The webcomics blog about webcomics

Slowest News Day Of The Year

Everybody’s on the way back from San Diego, or back and recovering, trying to get their work out the door tomorrow. I’ll point out the mini update from the weekend, and few things I found today to be of interest:

  • John Allison notes that today marks eight years of being his own boss. For those of you that require visual cues, that means that everything since Sipowicz showed up has been John working not for The Man, but for himself. Polite golf claps, everybody.
  • A few words of wisdom from Evan Dahm on the state of webcomicdom:

    Comics as a whole are in the process now of gaining that legitimacy, and it’s because of the people doing good work in that medium, more than any other reason. Superficial aspects like deciding to call them “graphic novels” instead of “comics” don’t help. Good work helps.

    Webcomics are … in some ways becoming the new “indie” comics, and replacing the niche filled by minicomics and zines, bit by bit. Because it is effectively free and easy to put this stuff online, it will naturally have a lower signal-to-noise ratio than print comics, and a lower percentage of good stuff — and I hope it is always that way.

    If you are making or aspire to make a webcomic, take your work seriously, be engaged in it, and believe in it. Do good work, and be consistently critical of it so you will keep improving. You have your reasons for choosing this particular means of distribution, so own it: don’t think of it as a shortcut or an excuse to do anything less than the best you can. [emphasis mine]

    I’m intrigued by the bit in bold, because I can read it several ways:

    1. Dahm likes the free-wheeling, anything-goes nature of indie comics and hopes it’s never lost
    2. Dahm figures the lower quality work is a side-effect of a constant influx of new creators, forcing established talents to keep upping their game
    3. Dahm thinks it’s easier to compete for scarce dollars when the competition isn’t very good; there are others that believe in this interpretation

    Since Dahm’s conclusion is for there to be more good webcomics, I’m leaning towards interpretation #2 for the bolded bit, but still — they all have their appeal, and it’s hard to argue with any position that says I should have more high-quality comics to read for free. So everybody get on that making more good webcomics for me, ‘kay?

  • Out of the violence that a terrorist¹ perpetrated in Oslo, one reader found comfort in a webcomic. No joke or snark here — well done, Mike and Jerry.
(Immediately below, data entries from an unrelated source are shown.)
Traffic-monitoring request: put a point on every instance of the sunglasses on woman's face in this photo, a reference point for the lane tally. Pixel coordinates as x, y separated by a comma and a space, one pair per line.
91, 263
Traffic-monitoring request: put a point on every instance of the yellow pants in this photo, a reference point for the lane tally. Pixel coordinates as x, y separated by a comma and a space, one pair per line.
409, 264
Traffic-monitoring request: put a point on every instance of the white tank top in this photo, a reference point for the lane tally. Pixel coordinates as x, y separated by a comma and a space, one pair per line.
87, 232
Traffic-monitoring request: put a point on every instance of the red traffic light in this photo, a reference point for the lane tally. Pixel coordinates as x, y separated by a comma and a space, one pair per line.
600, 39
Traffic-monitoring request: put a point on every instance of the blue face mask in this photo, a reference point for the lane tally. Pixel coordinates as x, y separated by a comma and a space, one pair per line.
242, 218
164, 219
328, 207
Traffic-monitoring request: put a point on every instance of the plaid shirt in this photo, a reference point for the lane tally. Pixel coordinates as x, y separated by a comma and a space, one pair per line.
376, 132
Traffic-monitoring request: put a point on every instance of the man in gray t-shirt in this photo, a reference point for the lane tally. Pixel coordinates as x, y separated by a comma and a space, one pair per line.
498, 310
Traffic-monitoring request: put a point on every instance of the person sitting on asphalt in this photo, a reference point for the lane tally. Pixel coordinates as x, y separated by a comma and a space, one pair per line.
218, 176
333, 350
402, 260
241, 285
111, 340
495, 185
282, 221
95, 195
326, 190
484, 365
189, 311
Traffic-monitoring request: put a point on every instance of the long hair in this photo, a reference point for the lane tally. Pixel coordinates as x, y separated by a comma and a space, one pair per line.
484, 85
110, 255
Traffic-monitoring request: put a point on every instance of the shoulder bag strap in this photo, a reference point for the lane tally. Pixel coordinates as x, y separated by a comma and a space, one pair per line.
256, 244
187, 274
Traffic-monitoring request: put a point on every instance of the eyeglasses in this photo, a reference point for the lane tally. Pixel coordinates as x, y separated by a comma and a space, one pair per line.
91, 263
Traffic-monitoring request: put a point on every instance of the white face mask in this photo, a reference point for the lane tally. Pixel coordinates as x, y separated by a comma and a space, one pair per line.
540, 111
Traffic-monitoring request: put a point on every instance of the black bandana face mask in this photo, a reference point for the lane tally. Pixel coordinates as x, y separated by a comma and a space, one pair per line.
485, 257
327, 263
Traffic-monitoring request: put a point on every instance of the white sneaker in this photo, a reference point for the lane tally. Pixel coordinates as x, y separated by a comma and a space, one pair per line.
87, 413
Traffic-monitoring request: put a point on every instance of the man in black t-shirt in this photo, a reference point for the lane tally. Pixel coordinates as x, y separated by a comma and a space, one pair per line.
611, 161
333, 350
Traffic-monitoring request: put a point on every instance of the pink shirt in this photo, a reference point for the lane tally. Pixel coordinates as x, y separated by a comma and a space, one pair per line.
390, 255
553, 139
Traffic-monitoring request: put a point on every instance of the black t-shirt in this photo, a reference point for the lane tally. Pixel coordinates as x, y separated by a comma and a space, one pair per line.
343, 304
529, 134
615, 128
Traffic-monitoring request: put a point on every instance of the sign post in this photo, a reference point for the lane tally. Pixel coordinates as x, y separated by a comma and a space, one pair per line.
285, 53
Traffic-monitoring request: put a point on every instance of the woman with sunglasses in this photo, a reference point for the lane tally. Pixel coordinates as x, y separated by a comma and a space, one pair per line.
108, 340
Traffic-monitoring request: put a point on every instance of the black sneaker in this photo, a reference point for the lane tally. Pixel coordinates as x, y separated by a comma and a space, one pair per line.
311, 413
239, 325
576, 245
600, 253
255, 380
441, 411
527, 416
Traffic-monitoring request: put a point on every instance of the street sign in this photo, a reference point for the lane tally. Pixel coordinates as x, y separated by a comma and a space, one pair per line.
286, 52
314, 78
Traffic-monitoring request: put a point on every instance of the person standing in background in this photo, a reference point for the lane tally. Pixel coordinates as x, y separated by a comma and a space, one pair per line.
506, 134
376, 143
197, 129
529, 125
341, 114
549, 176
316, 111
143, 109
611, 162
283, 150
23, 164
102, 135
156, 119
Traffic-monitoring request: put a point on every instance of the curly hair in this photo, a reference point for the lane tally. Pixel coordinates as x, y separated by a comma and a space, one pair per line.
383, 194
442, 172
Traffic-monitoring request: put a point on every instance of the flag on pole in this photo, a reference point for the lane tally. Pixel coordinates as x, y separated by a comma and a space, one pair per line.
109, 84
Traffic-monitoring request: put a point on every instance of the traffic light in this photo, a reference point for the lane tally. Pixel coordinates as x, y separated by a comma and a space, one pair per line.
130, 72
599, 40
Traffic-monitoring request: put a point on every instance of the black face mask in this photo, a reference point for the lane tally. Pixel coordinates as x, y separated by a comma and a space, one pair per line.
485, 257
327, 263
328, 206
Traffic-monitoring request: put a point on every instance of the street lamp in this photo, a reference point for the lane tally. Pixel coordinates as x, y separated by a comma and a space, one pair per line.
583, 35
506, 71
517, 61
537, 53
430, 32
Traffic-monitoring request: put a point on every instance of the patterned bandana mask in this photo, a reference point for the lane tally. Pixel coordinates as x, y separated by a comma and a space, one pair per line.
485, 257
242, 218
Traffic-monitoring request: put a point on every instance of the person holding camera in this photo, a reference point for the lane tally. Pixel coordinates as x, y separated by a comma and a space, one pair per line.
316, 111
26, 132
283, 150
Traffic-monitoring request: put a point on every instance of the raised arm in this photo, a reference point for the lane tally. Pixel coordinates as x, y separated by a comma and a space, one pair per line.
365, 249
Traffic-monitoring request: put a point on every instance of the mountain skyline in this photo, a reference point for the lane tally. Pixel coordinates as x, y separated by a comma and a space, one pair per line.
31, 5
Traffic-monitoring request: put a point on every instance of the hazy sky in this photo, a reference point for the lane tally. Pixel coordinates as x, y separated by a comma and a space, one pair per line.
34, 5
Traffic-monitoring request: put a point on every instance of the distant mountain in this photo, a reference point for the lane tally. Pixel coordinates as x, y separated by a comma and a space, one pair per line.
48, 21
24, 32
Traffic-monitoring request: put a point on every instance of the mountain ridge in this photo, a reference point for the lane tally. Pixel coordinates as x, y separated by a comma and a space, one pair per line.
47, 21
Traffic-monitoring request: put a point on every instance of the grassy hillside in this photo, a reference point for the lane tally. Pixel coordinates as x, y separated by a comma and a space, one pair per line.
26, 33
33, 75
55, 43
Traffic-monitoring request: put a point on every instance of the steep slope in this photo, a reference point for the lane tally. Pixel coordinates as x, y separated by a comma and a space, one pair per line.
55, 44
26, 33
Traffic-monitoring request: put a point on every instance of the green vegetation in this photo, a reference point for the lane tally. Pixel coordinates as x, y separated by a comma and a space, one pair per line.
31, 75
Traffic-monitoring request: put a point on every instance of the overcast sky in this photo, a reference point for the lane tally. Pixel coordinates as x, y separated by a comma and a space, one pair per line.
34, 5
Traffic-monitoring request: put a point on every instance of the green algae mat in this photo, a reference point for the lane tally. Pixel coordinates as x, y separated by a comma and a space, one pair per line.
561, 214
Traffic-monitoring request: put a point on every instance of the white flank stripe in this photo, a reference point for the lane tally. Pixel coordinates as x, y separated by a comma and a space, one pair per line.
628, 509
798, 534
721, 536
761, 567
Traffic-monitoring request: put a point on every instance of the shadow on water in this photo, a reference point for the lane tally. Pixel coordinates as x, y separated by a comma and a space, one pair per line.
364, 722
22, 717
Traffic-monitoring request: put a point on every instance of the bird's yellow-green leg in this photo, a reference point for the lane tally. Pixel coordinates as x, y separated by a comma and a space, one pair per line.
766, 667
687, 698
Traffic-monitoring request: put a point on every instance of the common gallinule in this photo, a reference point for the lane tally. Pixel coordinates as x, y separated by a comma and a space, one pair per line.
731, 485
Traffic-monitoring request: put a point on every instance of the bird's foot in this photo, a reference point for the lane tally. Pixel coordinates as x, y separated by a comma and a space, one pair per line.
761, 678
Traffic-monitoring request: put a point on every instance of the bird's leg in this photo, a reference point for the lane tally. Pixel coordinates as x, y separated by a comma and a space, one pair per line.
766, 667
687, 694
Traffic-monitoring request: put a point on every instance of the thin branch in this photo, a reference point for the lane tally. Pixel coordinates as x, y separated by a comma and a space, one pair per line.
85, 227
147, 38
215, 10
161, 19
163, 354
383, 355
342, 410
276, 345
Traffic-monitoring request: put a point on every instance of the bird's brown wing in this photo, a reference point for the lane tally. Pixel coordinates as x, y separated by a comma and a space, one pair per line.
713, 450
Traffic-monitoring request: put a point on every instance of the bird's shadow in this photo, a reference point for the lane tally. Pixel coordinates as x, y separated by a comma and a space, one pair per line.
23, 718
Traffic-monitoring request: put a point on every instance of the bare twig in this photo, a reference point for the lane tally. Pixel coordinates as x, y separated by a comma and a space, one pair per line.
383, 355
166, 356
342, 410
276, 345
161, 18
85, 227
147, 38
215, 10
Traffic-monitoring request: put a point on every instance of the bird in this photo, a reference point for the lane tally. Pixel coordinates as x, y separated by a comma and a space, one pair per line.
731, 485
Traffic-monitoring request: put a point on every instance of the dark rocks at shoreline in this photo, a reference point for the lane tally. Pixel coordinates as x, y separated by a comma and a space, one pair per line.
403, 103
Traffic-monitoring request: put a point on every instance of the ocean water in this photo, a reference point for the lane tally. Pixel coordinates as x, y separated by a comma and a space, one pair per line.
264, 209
¹ Per the definition used by the State Department I learned in my days studying national security: Premeditated, politically motivated violence perpetrated against noncombatant targets by subnational groups or clandestine agents, usually intended to influence an audience. Feel free to also refer to the perpetrator as a psychotic, murdering goddamn disgrace to humanity, but I will not name him and provide the notoriety and platform that he apparently craves.

I read that quote as saying it’s pretty easy to put stuff online so a lot of crap gets on the same playing field as the quality stuff but actually publishing comics physically is a stumbling block that weeds out a lot of the crap.

What I think is sad is that a lot of people spend more time promoting their work than working on it and get popular simply because readers feel as though they are “connecting” rather than reading something that is quality. I guess time weeds them out, but a lot of really great stuff is languishing because of the popularity contest that a lot of webcomics imitate.

At the height of the 90s swing revival, Tower’s Pulse magazine interviewed three of the top band leaders. In the course of the interview, it came out that each band’s label had been holding up the others as competition that needed to be beaten. And, having admitted this to each other, the interviewees concluded that this was a ridiculous position — that their intent was not to battle for the single “swing music” slot in a CD collection, but rather to build a scene in which individual successes were collectively amplified. Low signal to noise is a sign of an actively growing culture, where newcomers might sharpen their skills on the audience drawn by the more experienced artists, contributing in turn the occasional new ideas that stave off the inward-looking staleness of a gated community.

While I can see where Interpretation 2 comes from, I see the quote as more of a reassurance, and thus a variation of Interpretation 1. In order for webcomics to have a similar signal-to-noise ratio as other media, some sort of quality control and/or barrier to entry would have to be imposed, which would result in some of the worst exploitations that corporatization brings. He’s ensuring readers that he’d never sell out webcomics’ soul to get his good webcomics.